Disclaimer: This is intended to be a short introduction to the idea of phylogenetically structured data. My main goal is to make sure you know that you have to be careful when doing statistics on species data. If you want an introduction to phylogenetic comparative methods (a rich subfield of evolutionary biology) I recommend starting with Luke Harmon’s free online textbook or any of many other texts on the topic (or workshop notes online or here).
This lesson is focused on how to deal with “phylogenetically structured” data. For example, imagine that we have some trait data for a set of species of bacteria, perhaps about mean cell size and minimum generation time. It is often supposed that larger cells are associated with rapid maximal growth rates. It seems that it would be a simple matter to test this association - one could simply calulate the correlation between the two variables. In fact, if you proceed without caution you run the risk of obtaining a significant, but spurious statistical result.
Some other examples of research questions involving phylogenetically structured data:
- trying to associate pathogenicity with other traits (e.g., genome size)

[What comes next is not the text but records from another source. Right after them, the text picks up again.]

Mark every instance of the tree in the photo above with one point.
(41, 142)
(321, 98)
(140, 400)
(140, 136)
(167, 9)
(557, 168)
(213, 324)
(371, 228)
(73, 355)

- trying to associate the traits of different species with different habitat types (e.g., do beige things live in the desert and dark green things in the forst)
The problem is that most (simple) statistical tests (parametric and non-parametric) assume independent datapoints, and your data is anything but. Consider that the species in your dataset share an evolutionary history, leading their traits to share a hierarchical dependency structure. Any time you are making comparisons between sets of species, you need to account for phylogenetic structure. Felsenstein (1985) was the first to really articulate the severity of this problem and provide an appropriate statistical treatment (the original linked “phylogenetic independent constrasts” paper is very clearly written and I highly recommend it).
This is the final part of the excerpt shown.